#Empire season 2 episode 1 raping in jail crack
Cherry juice for my smoothies, purple kale.” He goes into the vegan cookies, whole roasted almonds with the sugar coating - crack almonds. “Grocery List Sex” (Season 1, Episode 3) : “Are those groceries?” asks Piper, talking to Larry on the prison payphone. The next day she’s served a dirty tampon on an English muffin, following a painful few days of being “starved out.” And in front of the cafeteria’s dictatress, Red. “It comes in cans marked ‘Desert Storm.’” Huddled in the prison womb and feeling a little too cozy at her first breakfast, Piper lets slip what everyone already knows - the food is disgusting - but would never say out loud. Quickly, Piper is initiated into Litchfield’s cafeteria culture. “The Tampon Muffin” (Season 1, Episode 1): From the get-go, OITNB makes it clear that food is a weapon used to divide and disgust. Below, a look back through OITNB’s most ferocious food moments. (Tip: Kool-Aid, when mixed with Vaseline, makes a quick, tasty lip gloss, à la Sophia.) And where so many television shows choose not to portray female characters’ appetites and eating habits - especially in such a primal way - OITNB points the camera directly at these moments. Inmates save up for commissary, pass each other ramen packets, and make homemade hooch from moldy bread, Kool-Aid, and old fruit. On so many occasions, the food in Orange Is the New Black is a device that moves the plot along or settles on a simple point: the novelty of eating (or drinking) for pleasure. But, like high school, mealtimes are when Litchfield’s cliques form, disintegrate, and face off. There is no high-school-style sulking in the bathroom.

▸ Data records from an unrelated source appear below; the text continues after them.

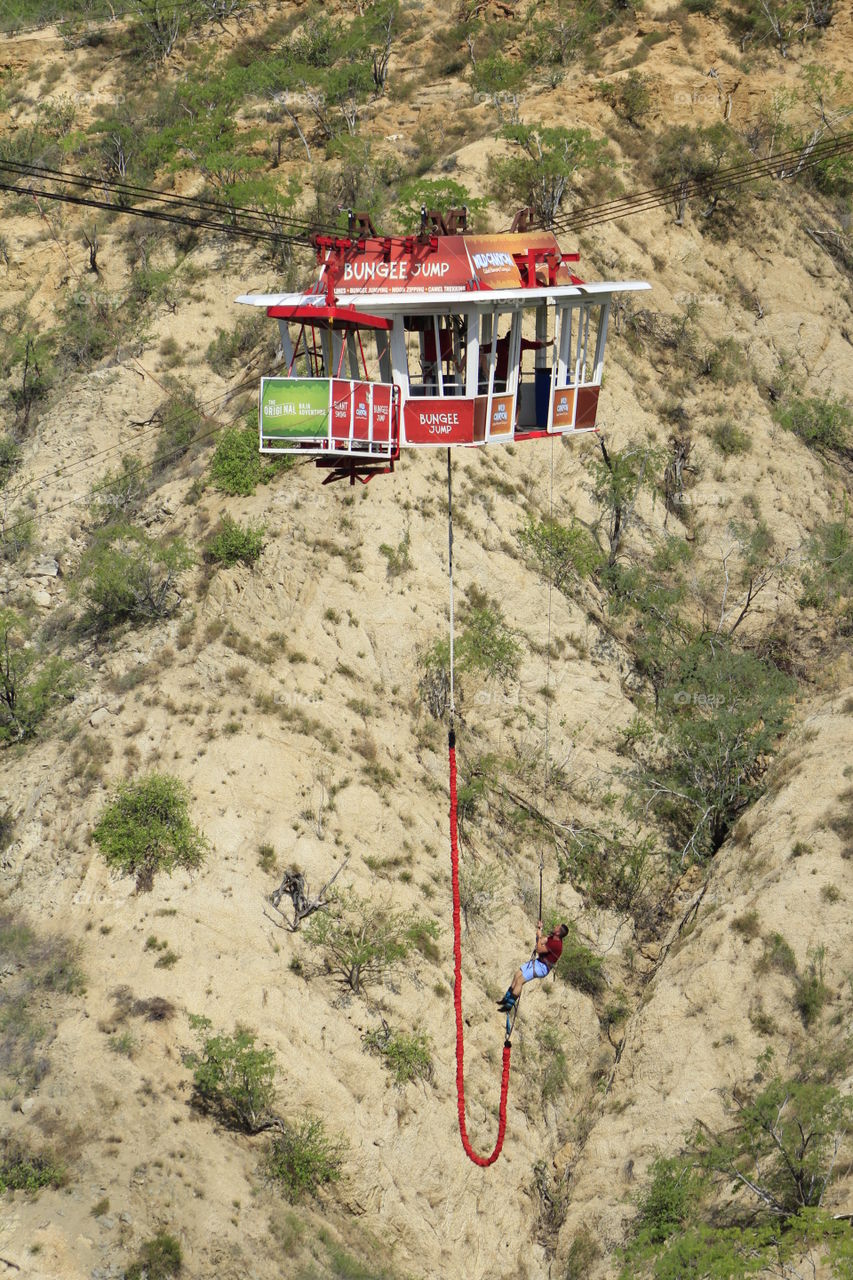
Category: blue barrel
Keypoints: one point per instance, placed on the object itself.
(542, 383)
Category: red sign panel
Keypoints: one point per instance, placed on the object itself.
(438, 421)
(341, 408)
(564, 408)
(382, 397)
(361, 411)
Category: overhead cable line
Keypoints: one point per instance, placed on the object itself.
(229, 228)
(132, 191)
(783, 165)
(67, 470)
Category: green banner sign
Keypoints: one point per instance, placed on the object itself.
(295, 407)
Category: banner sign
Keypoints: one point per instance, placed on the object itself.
(457, 263)
(295, 407)
(447, 420)
(564, 408)
(502, 419)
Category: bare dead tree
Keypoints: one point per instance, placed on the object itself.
(675, 474)
(382, 53)
(296, 887)
(92, 245)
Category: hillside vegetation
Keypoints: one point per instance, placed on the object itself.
(226, 967)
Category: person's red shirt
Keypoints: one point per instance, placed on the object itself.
(553, 950)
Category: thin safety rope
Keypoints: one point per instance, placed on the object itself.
(483, 1161)
(450, 563)
(544, 781)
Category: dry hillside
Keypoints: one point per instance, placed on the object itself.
(288, 690)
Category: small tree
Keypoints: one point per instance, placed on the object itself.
(363, 940)
(822, 424)
(235, 543)
(441, 193)
(232, 1077)
(158, 1258)
(127, 576)
(118, 496)
(302, 1159)
(406, 1055)
(784, 1144)
(146, 828)
(546, 161)
(725, 712)
(617, 480)
(30, 686)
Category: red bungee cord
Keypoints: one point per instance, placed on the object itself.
(483, 1161)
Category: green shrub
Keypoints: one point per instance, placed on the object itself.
(363, 940)
(669, 1200)
(811, 992)
(820, 423)
(232, 1077)
(439, 193)
(181, 419)
(231, 346)
(40, 969)
(778, 955)
(583, 1252)
(747, 926)
(487, 644)
(119, 494)
(23, 1171)
(725, 364)
(158, 1258)
(559, 554)
(237, 467)
(828, 571)
(553, 1064)
(629, 97)
(146, 828)
(9, 458)
(580, 967)
(398, 558)
(543, 168)
(478, 890)
(724, 712)
(30, 686)
(302, 1159)
(17, 533)
(730, 439)
(233, 543)
(127, 576)
(407, 1056)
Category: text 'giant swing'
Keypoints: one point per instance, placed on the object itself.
(439, 339)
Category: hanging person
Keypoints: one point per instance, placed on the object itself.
(547, 951)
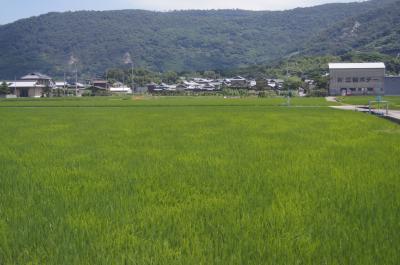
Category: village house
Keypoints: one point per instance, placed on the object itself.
(356, 78)
(392, 86)
(32, 85)
(120, 88)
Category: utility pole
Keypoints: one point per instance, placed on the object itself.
(133, 85)
(76, 79)
(64, 85)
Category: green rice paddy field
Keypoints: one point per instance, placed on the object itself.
(197, 181)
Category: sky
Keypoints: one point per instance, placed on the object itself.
(12, 10)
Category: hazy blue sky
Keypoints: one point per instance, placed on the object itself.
(12, 10)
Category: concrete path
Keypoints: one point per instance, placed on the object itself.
(393, 115)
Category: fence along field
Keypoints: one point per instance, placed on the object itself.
(198, 185)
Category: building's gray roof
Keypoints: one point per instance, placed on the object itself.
(23, 84)
(35, 76)
(357, 65)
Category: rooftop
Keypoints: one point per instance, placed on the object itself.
(356, 66)
(35, 76)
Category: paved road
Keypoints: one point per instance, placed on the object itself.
(392, 114)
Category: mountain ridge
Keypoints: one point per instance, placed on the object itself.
(177, 40)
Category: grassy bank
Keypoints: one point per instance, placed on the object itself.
(192, 183)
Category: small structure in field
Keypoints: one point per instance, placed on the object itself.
(356, 78)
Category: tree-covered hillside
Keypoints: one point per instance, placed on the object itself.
(180, 40)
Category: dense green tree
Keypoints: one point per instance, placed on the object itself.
(292, 83)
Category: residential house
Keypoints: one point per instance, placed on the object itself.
(392, 86)
(32, 85)
(356, 78)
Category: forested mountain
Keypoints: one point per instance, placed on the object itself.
(179, 40)
(375, 31)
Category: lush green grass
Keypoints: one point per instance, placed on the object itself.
(394, 101)
(198, 185)
(159, 101)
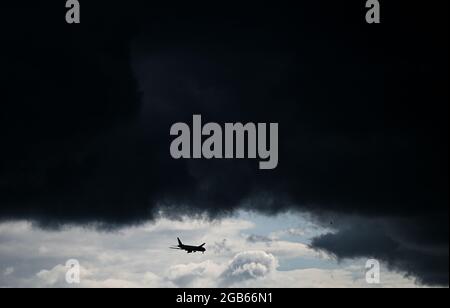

Whether on hunger strike or in chemotherapy, showing up to the cafeteria is obligatory. Barely an episode goes by without a cafeteria scene, the setting for a tri-daily tableau where prisoners are forced to cohabitate as one seething, hungry organism. Other times, it’s a reward, a symbol of alliance and an olive branch. At times, it’s divisive - a punishment for making the wrong move. At Litchfield, food becomes everything from a vessel for conflict to a talisman imbued with spiritual energy. But despite the lack of variety, the way food is dealt with is no less complicated than it is for women on the outside. The women at Litchfield Penitentiary technically have only one option when it comes to food.